Yara Haskiel

Aristotele University 2016, Videostill1

Assembly of Sleepless Matter

On fragmented tombstones of haunted Jewish and Refugee cemeteries in Greece.

This project investigates collective memory, mourning and the border crisis in post-austerity Greece. Departing from the vanished Jewish cemetery in Thessaloniki and the recent Refugee cemetery in Lesbos, both contested sites animate the past as absence in the present. Fragmented tombstones as cultural material become informants, while new cemeteries spread out along migration routes. By questioning necropolitical theoretical fields in combination with politics of migration and materialist theory, Yara Haskiel rethinks: How does post-austerity shape transcultural memory?
The destroyed old Jewish Cemetery in Thessaloniki and present site of the Aristotle University as well as the so called ‘refugee cemetery’ near the village Kato Tritos in Lesbos are haunted territories – they are sites of the vulnerable relation between the dead and the living.
In Kato Tritos the graves bare the mark of being recycled tombstones, some just have numbers or wooden crosses.
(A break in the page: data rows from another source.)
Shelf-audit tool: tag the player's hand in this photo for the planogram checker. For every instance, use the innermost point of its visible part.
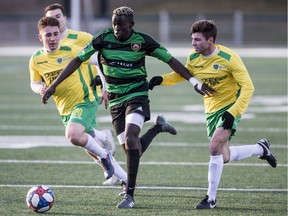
(157, 80)
(228, 120)
(105, 99)
(48, 93)
(43, 89)
(204, 89)
(96, 82)
(201, 88)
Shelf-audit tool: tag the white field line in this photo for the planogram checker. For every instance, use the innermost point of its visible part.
(175, 51)
(150, 163)
(150, 188)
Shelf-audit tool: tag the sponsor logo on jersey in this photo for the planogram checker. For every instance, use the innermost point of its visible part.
(136, 46)
(219, 67)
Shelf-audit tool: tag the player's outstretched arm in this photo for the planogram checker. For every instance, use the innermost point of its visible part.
(67, 71)
(199, 87)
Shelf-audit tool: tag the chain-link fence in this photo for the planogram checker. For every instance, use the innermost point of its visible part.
(236, 29)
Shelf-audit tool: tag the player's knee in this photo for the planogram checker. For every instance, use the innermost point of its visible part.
(131, 141)
(73, 138)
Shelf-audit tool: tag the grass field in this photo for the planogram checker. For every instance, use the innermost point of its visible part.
(173, 172)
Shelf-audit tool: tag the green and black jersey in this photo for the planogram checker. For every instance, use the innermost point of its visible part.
(124, 62)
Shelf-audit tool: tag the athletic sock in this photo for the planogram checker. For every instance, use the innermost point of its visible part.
(95, 148)
(246, 151)
(133, 159)
(216, 164)
(119, 172)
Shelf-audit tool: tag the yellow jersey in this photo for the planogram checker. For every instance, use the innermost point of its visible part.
(226, 73)
(80, 38)
(75, 89)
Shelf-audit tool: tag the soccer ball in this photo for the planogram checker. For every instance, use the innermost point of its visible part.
(40, 198)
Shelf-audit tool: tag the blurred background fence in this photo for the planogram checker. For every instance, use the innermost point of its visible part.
(239, 26)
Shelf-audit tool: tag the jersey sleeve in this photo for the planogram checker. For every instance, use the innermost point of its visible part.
(171, 79)
(87, 52)
(34, 74)
(243, 79)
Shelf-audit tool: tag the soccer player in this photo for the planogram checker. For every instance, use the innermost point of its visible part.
(123, 52)
(74, 98)
(222, 69)
(80, 38)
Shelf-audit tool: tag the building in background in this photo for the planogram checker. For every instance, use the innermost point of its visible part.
(240, 23)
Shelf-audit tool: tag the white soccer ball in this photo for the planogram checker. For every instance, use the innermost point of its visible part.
(40, 198)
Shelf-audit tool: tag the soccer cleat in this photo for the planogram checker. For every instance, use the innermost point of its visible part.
(166, 127)
(267, 155)
(111, 181)
(107, 165)
(123, 192)
(127, 202)
(109, 143)
(205, 204)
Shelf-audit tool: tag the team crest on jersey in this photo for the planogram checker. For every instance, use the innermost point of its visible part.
(218, 67)
(60, 59)
(136, 46)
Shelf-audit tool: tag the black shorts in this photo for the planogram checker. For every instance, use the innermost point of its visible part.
(119, 111)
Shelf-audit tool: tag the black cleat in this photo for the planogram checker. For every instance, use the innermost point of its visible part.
(267, 155)
(166, 127)
(204, 204)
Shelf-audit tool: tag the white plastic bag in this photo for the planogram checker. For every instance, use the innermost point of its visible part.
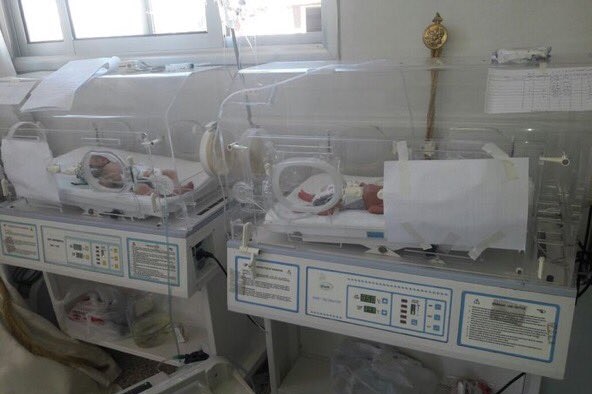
(97, 312)
(359, 367)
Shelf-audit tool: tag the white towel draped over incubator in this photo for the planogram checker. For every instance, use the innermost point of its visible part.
(341, 154)
(129, 147)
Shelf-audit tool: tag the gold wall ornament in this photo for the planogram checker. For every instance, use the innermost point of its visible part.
(435, 36)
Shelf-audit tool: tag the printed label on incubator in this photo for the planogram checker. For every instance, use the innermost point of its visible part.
(503, 325)
(19, 240)
(154, 261)
(267, 283)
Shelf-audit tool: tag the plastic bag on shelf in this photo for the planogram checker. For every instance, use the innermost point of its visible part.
(359, 367)
(149, 321)
(95, 312)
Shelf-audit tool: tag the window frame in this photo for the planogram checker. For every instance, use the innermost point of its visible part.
(107, 46)
(212, 46)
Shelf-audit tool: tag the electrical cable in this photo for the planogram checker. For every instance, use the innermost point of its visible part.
(583, 259)
(201, 254)
(511, 382)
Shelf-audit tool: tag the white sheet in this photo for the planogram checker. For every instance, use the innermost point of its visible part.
(358, 225)
(473, 204)
(130, 203)
(25, 165)
(56, 92)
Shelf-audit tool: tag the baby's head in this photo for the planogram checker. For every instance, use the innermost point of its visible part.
(98, 161)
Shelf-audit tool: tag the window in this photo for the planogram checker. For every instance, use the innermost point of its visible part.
(148, 27)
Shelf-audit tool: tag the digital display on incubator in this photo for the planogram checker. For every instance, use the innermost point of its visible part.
(368, 298)
(369, 309)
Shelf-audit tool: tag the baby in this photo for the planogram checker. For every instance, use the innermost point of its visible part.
(146, 179)
(356, 196)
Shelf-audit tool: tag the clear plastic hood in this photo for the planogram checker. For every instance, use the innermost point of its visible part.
(439, 163)
(129, 147)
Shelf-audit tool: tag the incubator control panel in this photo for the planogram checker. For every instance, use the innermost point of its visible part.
(391, 305)
(126, 258)
(90, 251)
(451, 314)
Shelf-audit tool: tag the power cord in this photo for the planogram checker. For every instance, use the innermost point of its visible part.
(584, 264)
(204, 254)
(511, 382)
(201, 254)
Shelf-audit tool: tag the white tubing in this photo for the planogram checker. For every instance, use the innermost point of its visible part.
(336, 177)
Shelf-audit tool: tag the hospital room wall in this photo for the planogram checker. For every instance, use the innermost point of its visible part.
(373, 29)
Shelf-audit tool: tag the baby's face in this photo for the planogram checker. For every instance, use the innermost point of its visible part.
(98, 161)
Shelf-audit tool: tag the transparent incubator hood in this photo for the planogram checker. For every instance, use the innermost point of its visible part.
(451, 163)
(129, 147)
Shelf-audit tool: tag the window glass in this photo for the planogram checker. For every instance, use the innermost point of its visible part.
(42, 20)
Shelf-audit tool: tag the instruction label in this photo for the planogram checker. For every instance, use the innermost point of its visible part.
(267, 283)
(505, 325)
(19, 240)
(153, 261)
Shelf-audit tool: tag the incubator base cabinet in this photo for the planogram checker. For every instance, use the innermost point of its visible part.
(214, 376)
(110, 201)
(509, 324)
(93, 253)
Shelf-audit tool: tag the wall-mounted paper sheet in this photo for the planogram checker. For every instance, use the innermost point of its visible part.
(13, 90)
(56, 92)
(25, 164)
(472, 202)
(536, 90)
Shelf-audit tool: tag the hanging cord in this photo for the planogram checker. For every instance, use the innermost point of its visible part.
(204, 254)
(19, 331)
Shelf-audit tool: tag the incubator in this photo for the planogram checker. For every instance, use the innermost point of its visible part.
(441, 208)
(451, 164)
(109, 200)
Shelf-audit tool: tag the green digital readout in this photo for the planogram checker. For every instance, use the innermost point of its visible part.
(369, 309)
(368, 298)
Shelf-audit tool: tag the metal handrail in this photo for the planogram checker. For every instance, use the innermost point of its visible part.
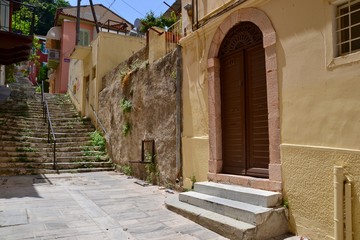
(47, 119)
(51, 129)
(9, 9)
(98, 120)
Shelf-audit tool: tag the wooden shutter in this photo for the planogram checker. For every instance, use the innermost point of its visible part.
(256, 113)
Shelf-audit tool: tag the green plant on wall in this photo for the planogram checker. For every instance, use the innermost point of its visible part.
(126, 128)
(97, 140)
(150, 167)
(126, 105)
(193, 181)
(127, 169)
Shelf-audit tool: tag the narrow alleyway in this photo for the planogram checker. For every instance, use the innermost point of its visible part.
(102, 205)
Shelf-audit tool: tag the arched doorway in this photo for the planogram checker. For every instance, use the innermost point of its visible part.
(218, 170)
(244, 112)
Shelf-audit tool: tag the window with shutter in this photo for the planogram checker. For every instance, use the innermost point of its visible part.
(348, 27)
(84, 36)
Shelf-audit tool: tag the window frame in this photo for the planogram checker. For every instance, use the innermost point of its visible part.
(343, 31)
(85, 42)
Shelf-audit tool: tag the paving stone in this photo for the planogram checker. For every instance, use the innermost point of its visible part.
(114, 207)
(12, 217)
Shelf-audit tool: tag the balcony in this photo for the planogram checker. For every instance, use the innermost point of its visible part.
(16, 31)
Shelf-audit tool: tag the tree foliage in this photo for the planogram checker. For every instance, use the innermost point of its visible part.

These burial grounds have become disputed subjects within public discourses in Greece, since ethical and political responsibility is obviously missing. Associated with discomfort, these cemeteries challenge normative constructions of nation and identity within official narratives. Simultaneously, the border as well as difference and belonging are inevitable aspects of migratory and diasporic histories.
Assembly of Sleepless Matter traces a dialogical interaction between reminders of barbarism and its temporal, material and affective continuities and discontinuities. Multiple voices on and across these differently instituted spaces, point to the urgency to counter map struggles for mourning in times of post-austerity, hard borders and continuous permutations of structural racism.
Building on her video practice, Yara Haskiel plans to generate an audio-visual cartography with fictional elements that will inform both a multi-channel video essay and her PhD in practice thesis.

(Text source: Yara Haskiel)

Yara HASKIEL is a video artist and researcher. She studied Experimental Film and Art and Media at the University of Arts in Berlin and Hamburg with Hito Steyerl, Heinz Emigholz and Gerd Roscher. She holds a Master in Museology and Critical Theory from the Autonomous University of Barcelona. In 2014-15 she took part in the Independent Studies Program (PEI) at the Museum for Contemporary Art (MACBA) in Barcelona. Her collaborative exhibition project Personal Geographies was realized in Berlin and Belgrade (2016-2018). In 2019, her research project Assembly of Sleepless Matter was granted with the Artist Research Fellowship by the Senate Department for Culture and Europe, Berlin. Currently, she is a PhD scholar of the Rosa-Luxemburg-Foundation and at the Visual Culture Department at Goldsmiths, London.
Central themes of her work are the connections between memory and (dis-) placement of minor and forgotten narratives and their trans-generational affective constellations. Further, she focuses on micro politics and its precarities. Yara Haskiel generates video essays and multi-screen installations that embrace reflexivity by experimenting with video diary, found footage and new media.